Potash Corp of Saskatchewan is to cut 100 full-time and 40 part-time jobs at its potash mine in Cory, Saskatchewan, as it keeps on struggling due to low potash prices. Being the world’s largest fertilizer producer, the company has been hammered by plummeting prices as a result of potash supply glut around the world. Downsizing is only another of the series of measures that the potash producer has undertaken to withstand the harsh market conditions.
The company had already cut output and focused on its lowest cost mines. It is also looking for potential synergies by merging with rival fertilizer producer Agrium Inc, which has a direct retail network. Potash Corp also announced earlier this week that it would freeze production at the Cory mine at 0.8 million tons annually from 1.4 million.
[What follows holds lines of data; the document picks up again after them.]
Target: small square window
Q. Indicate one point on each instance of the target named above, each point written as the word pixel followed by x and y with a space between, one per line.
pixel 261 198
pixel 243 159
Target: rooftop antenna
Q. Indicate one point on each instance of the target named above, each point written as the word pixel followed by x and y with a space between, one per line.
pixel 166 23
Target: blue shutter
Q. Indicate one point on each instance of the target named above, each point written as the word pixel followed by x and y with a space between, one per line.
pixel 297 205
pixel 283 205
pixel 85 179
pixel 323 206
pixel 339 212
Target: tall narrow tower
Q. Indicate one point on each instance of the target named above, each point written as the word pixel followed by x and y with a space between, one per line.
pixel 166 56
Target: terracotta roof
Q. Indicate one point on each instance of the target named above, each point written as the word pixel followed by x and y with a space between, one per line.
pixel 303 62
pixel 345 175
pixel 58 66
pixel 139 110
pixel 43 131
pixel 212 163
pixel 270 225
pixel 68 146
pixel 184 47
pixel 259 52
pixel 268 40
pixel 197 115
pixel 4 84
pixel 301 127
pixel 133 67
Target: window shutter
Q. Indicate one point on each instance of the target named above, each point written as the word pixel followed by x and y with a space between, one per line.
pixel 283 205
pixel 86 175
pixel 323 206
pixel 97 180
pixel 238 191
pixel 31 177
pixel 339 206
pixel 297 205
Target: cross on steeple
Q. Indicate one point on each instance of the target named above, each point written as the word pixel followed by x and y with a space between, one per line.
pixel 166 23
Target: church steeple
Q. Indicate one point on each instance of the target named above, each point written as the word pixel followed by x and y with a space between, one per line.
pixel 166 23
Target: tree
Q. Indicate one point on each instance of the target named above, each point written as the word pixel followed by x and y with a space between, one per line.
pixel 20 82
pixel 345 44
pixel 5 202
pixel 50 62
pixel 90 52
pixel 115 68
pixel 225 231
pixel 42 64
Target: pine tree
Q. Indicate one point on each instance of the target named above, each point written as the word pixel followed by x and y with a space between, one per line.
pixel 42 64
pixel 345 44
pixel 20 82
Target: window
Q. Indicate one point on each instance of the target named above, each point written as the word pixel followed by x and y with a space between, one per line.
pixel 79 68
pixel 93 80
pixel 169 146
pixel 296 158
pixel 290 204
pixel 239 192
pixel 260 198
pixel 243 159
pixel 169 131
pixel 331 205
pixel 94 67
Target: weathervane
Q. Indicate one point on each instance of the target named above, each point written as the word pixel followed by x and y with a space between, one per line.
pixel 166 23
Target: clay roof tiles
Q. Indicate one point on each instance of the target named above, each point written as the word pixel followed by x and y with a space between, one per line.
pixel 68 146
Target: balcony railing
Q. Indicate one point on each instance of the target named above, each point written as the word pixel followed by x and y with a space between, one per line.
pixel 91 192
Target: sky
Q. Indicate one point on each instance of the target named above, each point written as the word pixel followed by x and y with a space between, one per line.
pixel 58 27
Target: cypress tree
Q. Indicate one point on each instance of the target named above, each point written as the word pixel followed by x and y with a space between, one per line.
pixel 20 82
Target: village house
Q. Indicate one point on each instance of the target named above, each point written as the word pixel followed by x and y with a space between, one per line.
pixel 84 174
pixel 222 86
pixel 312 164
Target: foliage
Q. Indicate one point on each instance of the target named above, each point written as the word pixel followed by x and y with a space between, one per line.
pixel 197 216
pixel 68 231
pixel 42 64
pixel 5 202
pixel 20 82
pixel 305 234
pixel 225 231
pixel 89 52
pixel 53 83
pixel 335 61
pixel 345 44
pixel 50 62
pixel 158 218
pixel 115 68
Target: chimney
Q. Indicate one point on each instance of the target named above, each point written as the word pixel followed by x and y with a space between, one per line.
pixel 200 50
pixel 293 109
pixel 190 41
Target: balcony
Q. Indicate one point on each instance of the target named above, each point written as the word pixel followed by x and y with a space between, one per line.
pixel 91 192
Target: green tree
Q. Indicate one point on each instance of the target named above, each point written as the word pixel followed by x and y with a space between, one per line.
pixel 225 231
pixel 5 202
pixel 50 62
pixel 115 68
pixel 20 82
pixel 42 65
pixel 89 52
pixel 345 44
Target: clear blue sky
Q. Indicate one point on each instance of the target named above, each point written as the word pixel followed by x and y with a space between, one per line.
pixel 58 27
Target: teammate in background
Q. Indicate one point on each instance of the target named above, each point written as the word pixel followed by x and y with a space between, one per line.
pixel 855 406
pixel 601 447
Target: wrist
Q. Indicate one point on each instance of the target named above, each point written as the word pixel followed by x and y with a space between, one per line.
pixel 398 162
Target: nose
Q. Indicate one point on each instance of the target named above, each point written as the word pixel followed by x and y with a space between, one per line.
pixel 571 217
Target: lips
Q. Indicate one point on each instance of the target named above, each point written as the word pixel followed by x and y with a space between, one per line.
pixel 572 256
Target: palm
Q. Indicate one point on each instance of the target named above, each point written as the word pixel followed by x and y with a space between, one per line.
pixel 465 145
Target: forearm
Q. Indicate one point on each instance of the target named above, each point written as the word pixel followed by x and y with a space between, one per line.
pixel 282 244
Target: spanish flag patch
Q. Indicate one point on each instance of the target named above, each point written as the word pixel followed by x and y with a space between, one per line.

It will also trim production at its Lanigan mine in Saskatchewan starting in January and it is yet to be decided how many layoffs will follow.
Andrew Wong of RBC Dominion Securities commented that Potash Corp’s layoffs would “help keep potash markets in balance,“ while also cautioning that market over-supply would still continue thanks to the additional capacity from Rocanville and output from a new Saskatchewan mine owned by Potash Corp’s competitor K+S AG. Rockaville is Potash Corp’s low-cost mine in Saskatchewan whose expansion is expected to add about 2.8 million tons a year of new production capacity.
Potash Corp said that the laid-off workers at the Cory mine will be given severance and help in finding new jobs. “This is a difficult day for our employees and their families, and we are committed to helping those affected through the transition,“ Mark Fraccia, President of PCS Potash, commented.